9. DAY 27-29: MASTER AND REPLICATES PRODUCED USING 2-DAY TURN
It's day 27 and the rush is on to get the replicates. DMI had been selected to produce the mul-tiple copies of the CD. Because of schedule constraints, the master and 450 replicates were pro-duced using a two-day turnaround time. The manufacturing facility uses the "check disc" to create a glass master in a clean-room environment. The master stamps the inexpensive replicates. The replicates are then printed using the artwork supplied by the publisher. And finally, the discs are placed in jewel cases, packed, and shipped. We used overnight Federal Express service to meet the deadline.
10. DAY 30: REPLICATES AND USER MANUALS ARRIVE; DISTRIBUTION BEGINS
Day 30, 9:40 AM. The 450 replicates arrive. At 11 AM, the printer delivers the user manuals. MicroFocus was called and sent over a truck and staff to pick them up. By the end of the afternoon, they had the first copies in the mail.
Costs
The steps described above show how relatively easy it is to create a CD-ROM product. How-ever, a next critical decision in the planning process is to determine if the costs of the project are affordable.
Costs for CD-ROM publishing will vary, of course. Some costs are non- recurring such as the authoring system, other costs are recurring such as replicates. Some costs are optional such as the purchase of a CD Recorder while others are required such as artwork. Still other costs depend on whether the project is done in-house or involves a contractor. Time requirements influence some costs such as mastering and replicates. In spite of all these variables, we have provided ranges to each of 15 costs to assist in your planning. Because Knowledge Access's goal is to make CD-ROM production available and affordable to as many organizations as possible, we price our products and services at the low end of the range. However, there are other more expensive products that may better serve your needs and may still be considered affordable for your organization.
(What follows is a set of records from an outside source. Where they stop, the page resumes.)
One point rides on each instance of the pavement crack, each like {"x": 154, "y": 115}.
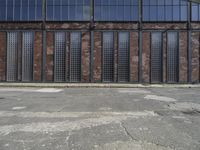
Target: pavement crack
{"x": 126, "y": 131}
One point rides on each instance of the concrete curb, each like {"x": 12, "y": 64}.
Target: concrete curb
{"x": 98, "y": 85}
1. Purchase CD-ROM authoring software $1,000-$35,000
2. Purchase premastering software/hardware $5,000-$12,000
3. Product design including technical specifications $2,500-$10,000
4. Convert printed documentation text to electronic
text w/ mark-up as needed for chosen authoring system $2-$12/1000 char.
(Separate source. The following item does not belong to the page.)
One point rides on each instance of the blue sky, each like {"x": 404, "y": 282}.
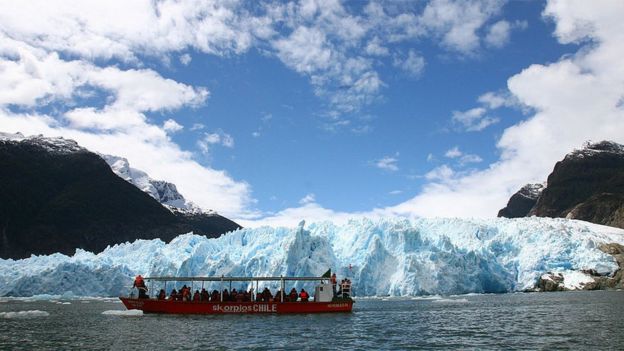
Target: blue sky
{"x": 284, "y": 111}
5. Scan images $ .75-$2.50/image
6. Design CD-ROM artwork and create film positives $300-$1000
7. Index electronic text, load images into correct
subdirectories, quality control images $5,000-25,000
8. Test with retrieval software, making changes if desired $500
9. Develop and print user manual $2,000-$10,000
10. Premaster indexed files; simulate performance $200-$1,000
11. Produce writable CD(s) for approval $100-$500
12. License retrieval software $5-$75/disc
13. Subcontract mastering $1,000-$2,800
14. Subcontract replication of CD-ROMs $1.80-2.50/each
15. Mail CD-ROM disc/manual $1.67/postage ea.
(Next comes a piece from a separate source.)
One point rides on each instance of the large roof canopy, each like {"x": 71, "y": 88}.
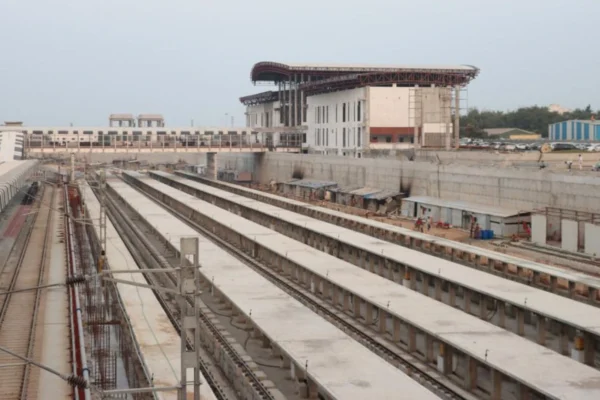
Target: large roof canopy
{"x": 268, "y": 71}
(without manuals) $ .98/postage ea.
For any particular CD-ROM product, many of these items are not necessary. For instance, if you already have an electronic file, then you don't have costs associated with 4 and 5. If you create the product in-house then you won't have outside costs associated with 3, 7, and 8. If you purchase premastering software and hardware, then you don't have costs associated with 10.
CONCLUSION
Choosing to publish on CD-ROM used to be complicated, expensive, and unusual. Now that has changed. Inexpensive authoring software takes over many of the steps. Low-cost data conver-sion means that even materials not available in an electronic form can be distributed on CD. In-house use of the authoring software means products can be created with few outside costs. Well-priced premastering software and CD-recorders bring additional control to the process. The accep-tance of CD-ROM technology and the boom in the purchase of CD-ROM drives means users of your information are ready for this new form of distribution.
The savings of electronic over print distribution is well documented. Whatever you decide to do today, remember that the CD-ROM tide is swelling. Learning all you can about it now will lead to reducing your costs and broadening the use of your information.